Resultados: O Plano Nacional para o Desenvolvimento Sustentável da Pesca Amadora e Esportiva (PNPAE) foi publicado em 3 de junho de 2025, como resultado de um processo colaborativo desenvolvido a partir de cinco Oficinas Regionais Participativas, realizadas de forma virtual, abrangendo as cinco macrorregiões do Brasil. Ao todo, foram realizadas 16 reuniões, com ampla representatividade do setor, dos governos estaduais e da sociedade civil. Essas oficinas constituíram a primeira etapa do processo de construção do Plano e possibilitaram a identificação dos principais entraves do setor, os seus objetivos, metas e ações estratégicas. Como produto, construído coletivamente, foi estruturado um plano orientador para o desenvolvimento da pesca amadora e esportiva no Brasil até 2034. Das ações de curto prazo previstas do PNPAE, que estão relacionadas a gestão de dados, fomento, ordenamento e promoção da pesca amadora e esportiva, 90% já foram iniciadas.
Ação: Ampliação da regularização das atividades de pesca amadora e esportiva
Caraterísticas gerais: Trata-se de uma ação finalística prevista no PPA e relacionada aos ODS 10, 14 e 5.
Objetivo: Ampliar a regularização das atividades de pesca amadora e esportiva, bem como os campeonatos da modalidade, promovendo o desenvolvimento sustentável da atividade.
Indicador: Número de pescadores amadores e esportivos licenciados.
Meta: Licenciar 350 mil pescadores amadores e esportivos.

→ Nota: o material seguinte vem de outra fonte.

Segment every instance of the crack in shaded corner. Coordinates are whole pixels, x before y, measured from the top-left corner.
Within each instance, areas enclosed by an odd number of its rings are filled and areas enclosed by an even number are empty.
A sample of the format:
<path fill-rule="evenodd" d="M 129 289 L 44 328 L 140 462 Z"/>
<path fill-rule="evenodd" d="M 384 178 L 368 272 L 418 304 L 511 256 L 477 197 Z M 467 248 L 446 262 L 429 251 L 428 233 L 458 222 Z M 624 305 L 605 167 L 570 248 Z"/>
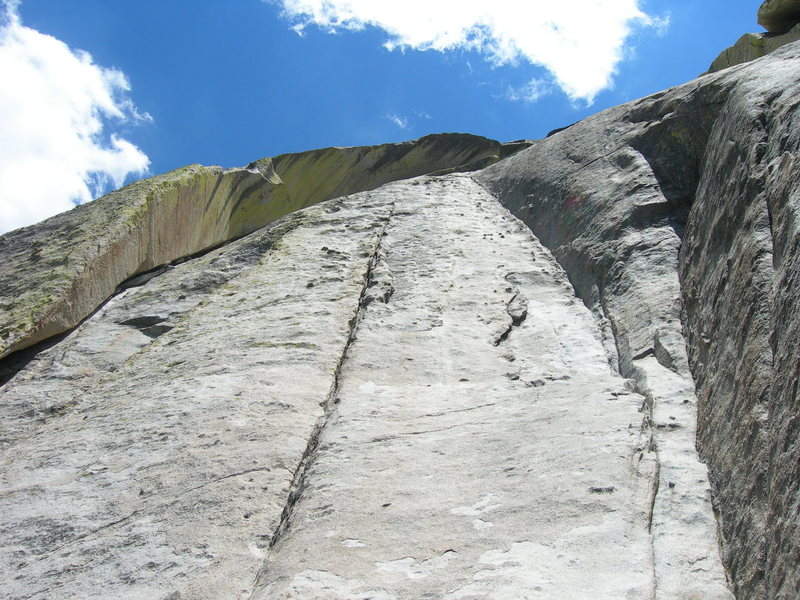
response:
<path fill-rule="evenodd" d="M 333 381 L 331 382 L 330 390 L 328 391 L 325 400 L 322 402 L 323 414 L 317 420 L 317 423 L 314 426 L 314 429 L 308 439 L 308 443 L 306 445 L 305 451 L 303 452 L 303 456 L 300 459 L 300 462 L 298 463 L 297 468 L 294 471 L 292 482 L 289 486 L 289 493 L 286 497 L 286 502 L 283 506 L 283 511 L 281 512 L 280 521 L 278 522 L 278 526 L 275 528 L 274 533 L 270 537 L 269 551 L 271 551 L 277 545 L 277 543 L 281 539 L 283 539 L 283 537 L 289 532 L 289 529 L 291 527 L 292 514 L 294 513 L 294 508 L 302 498 L 303 491 L 306 488 L 307 474 L 316 460 L 322 433 L 325 431 L 325 428 L 330 422 L 331 416 L 334 411 L 334 407 L 337 404 L 338 401 L 337 396 L 339 394 L 339 389 L 341 388 L 342 370 L 344 368 L 345 363 L 347 362 L 347 355 L 350 351 L 350 347 L 356 340 L 358 326 L 361 323 L 362 319 L 364 318 L 366 308 L 369 305 L 368 291 L 370 288 L 370 284 L 373 282 L 375 268 L 377 267 L 378 262 L 380 261 L 381 250 L 383 248 L 383 240 L 386 237 L 386 230 L 389 226 L 389 223 L 391 222 L 391 219 L 394 216 L 394 208 L 395 205 L 393 203 L 390 207 L 388 217 L 384 219 L 383 227 L 377 234 L 377 241 L 372 249 L 370 260 L 369 263 L 367 264 L 367 269 L 364 273 L 364 282 L 361 287 L 361 293 L 359 295 L 358 305 L 356 307 L 355 313 L 348 322 L 349 333 L 347 336 L 347 341 L 345 342 L 344 348 L 342 349 L 342 352 L 339 355 L 339 361 L 336 364 L 336 368 L 333 371 Z M 267 574 L 267 564 L 265 562 L 264 565 L 259 569 L 258 573 L 256 574 L 256 578 L 253 583 L 253 589 L 248 598 L 250 599 L 254 598 L 255 594 L 266 585 L 265 581 L 266 574 Z"/>

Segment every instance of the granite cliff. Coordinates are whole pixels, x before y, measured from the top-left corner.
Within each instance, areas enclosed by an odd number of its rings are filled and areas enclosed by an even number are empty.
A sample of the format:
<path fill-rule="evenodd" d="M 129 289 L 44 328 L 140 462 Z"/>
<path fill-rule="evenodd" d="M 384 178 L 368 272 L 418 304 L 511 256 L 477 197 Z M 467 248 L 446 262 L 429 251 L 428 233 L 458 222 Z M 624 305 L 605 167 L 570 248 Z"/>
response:
<path fill-rule="evenodd" d="M 0 237 L 3 597 L 800 597 L 798 98 L 786 44 Z"/>

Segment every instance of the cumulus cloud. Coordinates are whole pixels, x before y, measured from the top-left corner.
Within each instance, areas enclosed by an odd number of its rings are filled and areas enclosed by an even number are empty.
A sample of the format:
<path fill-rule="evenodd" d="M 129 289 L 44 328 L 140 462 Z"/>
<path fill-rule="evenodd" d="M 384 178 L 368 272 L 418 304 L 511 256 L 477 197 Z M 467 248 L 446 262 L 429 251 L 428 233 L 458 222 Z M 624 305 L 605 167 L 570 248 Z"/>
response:
<path fill-rule="evenodd" d="M 389 34 L 389 49 L 463 48 L 497 65 L 527 62 L 546 68 L 571 100 L 587 103 L 611 85 L 635 27 L 666 26 L 639 0 L 270 1 L 299 33 L 309 25 L 330 32 L 373 26 Z"/>
<path fill-rule="evenodd" d="M 25 27 L 18 5 L 0 2 L 0 233 L 92 200 L 150 162 L 107 131 L 151 120 L 125 75 Z"/>
<path fill-rule="evenodd" d="M 386 115 L 386 118 L 400 129 L 408 129 L 408 117 L 403 117 L 400 115 Z"/>

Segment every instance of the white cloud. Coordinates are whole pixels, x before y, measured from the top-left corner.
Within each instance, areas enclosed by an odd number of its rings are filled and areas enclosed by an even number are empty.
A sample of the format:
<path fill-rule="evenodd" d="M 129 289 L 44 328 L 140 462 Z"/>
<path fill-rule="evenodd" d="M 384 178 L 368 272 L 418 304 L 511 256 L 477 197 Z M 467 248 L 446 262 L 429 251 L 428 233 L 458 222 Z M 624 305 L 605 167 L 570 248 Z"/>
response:
<path fill-rule="evenodd" d="M 109 119 L 152 120 L 126 95 L 125 75 L 23 26 L 18 5 L 0 3 L 0 233 L 92 200 L 150 163 L 104 131 Z"/>
<path fill-rule="evenodd" d="M 268 0 L 295 30 L 366 26 L 389 34 L 386 47 L 472 49 L 495 64 L 545 67 L 573 101 L 591 103 L 611 86 L 625 41 L 636 26 L 666 27 L 639 0 Z"/>
<path fill-rule="evenodd" d="M 397 125 L 400 129 L 408 129 L 408 117 L 403 117 L 400 115 L 386 115 L 386 118 Z"/>
<path fill-rule="evenodd" d="M 524 86 L 519 88 L 509 87 L 506 97 L 509 100 L 524 102 L 536 102 L 539 98 L 547 96 L 553 92 L 553 84 L 544 79 L 531 79 Z"/>

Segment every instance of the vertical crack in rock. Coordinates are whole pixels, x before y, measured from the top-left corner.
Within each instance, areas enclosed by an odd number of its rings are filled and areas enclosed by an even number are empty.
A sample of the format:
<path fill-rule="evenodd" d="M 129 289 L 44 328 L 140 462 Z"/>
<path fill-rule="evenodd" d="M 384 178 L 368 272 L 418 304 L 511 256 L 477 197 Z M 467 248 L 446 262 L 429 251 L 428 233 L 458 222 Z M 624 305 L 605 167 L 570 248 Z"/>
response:
<path fill-rule="evenodd" d="M 523 321 L 528 317 L 528 299 L 522 294 L 520 291 L 516 291 L 516 293 L 511 297 L 511 300 L 508 301 L 508 306 L 506 306 L 506 312 L 508 316 L 511 317 L 511 323 L 508 327 L 503 331 L 497 338 L 495 338 L 492 345 L 499 346 L 503 342 L 508 339 L 508 336 L 511 335 L 511 332 L 514 330 L 515 327 L 519 327 L 522 325 Z"/>
<path fill-rule="evenodd" d="M 388 216 L 384 217 L 385 220 L 384 225 L 376 236 L 375 246 L 373 247 L 372 254 L 370 256 L 369 262 L 367 263 L 367 268 L 364 273 L 364 284 L 361 288 L 361 293 L 358 299 L 358 305 L 356 307 L 355 314 L 353 314 L 352 318 L 348 323 L 349 334 L 347 337 L 347 341 L 345 342 L 344 348 L 342 349 L 342 353 L 339 356 L 339 361 L 336 364 L 336 368 L 334 369 L 333 381 L 331 382 L 330 391 L 328 392 L 328 395 L 325 397 L 325 400 L 323 400 L 322 402 L 323 414 L 317 420 L 317 423 L 314 426 L 314 429 L 309 437 L 306 450 L 303 453 L 303 456 L 300 459 L 300 462 L 298 463 L 297 468 L 294 471 L 292 482 L 289 486 L 289 493 L 286 498 L 286 503 L 284 504 L 283 511 L 281 513 L 280 522 L 278 523 L 278 526 L 275 528 L 275 532 L 270 538 L 269 542 L 270 551 L 288 533 L 291 527 L 292 513 L 294 511 L 294 507 L 297 505 L 297 503 L 300 501 L 303 495 L 303 490 L 307 485 L 308 471 L 314 464 L 314 459 L 316 457 L 316 453 L 319 448 L 320 438 L 322 437 L 322 434 L 325 431 L 325 427 L 327 426 L 327 424 L 331 419 L 331 415 L 333 414 L 333 410 L 337 402 L 337 395 L 339 393 L 339 388 L 341 387 L 342 369 L 347 361 L 348 351 L 350 350 L 350 347 L 352 346 L 353 342 L 355 342 L 356 340 L 356 336 L 358 333 L 358 326 L 364 317 L 364 313 L 366 311 L 367 306 L 372 301 L 378 299 L 374 296 L 374 290 L 372 288 L 376 287 L 374 284 L 376 283 L 376 280 L 380 279 L 379 277 L 376 277 L 376 271 L 379 269 L 379 264 L 381 263 L 381 256 L 383 254 L 383 239 L 386 236 L 386 230 L 393 216 L 394 216 L 394 205 L 391 206 Z M 393 293 L 393 291 L 394 288 L 390 287 L 388 290 L 386 290 L 380 295 L 379 301 L 388 302 L 388 299 Z M 253 589 L 249 598 L 253 598 L 253 595 L 262 587 L 263 585 L 262 582 L 264 581 L 264 577 L 266 576 L 266 571 L 267 571 L 267 565 L 265 562 L 265 564 L 262 566 L 262 568 L 256 575 L 253 584 Z"/>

Resultados: Em 2025, foram licenciados 386.814 pescadores amadores e esportivos. Foram emitidas ainda 149 autorizações para campeonatos de pesca amadora ou esportiva. Além disso, foi lançado o Painel do Pescador Amador e Esportivo, que disponibiliza dados detalhados do setor por unidade da Federação, garantindo subsídios para a gestão da atividade. Ademais, foi realizada uma atualização na forma de emissão da licença de pescador amador e esportivo que permitiu o licenciamento de pescadores estrangeiros, a fim de atender às demandas do setor e estimular o turismo de pesca.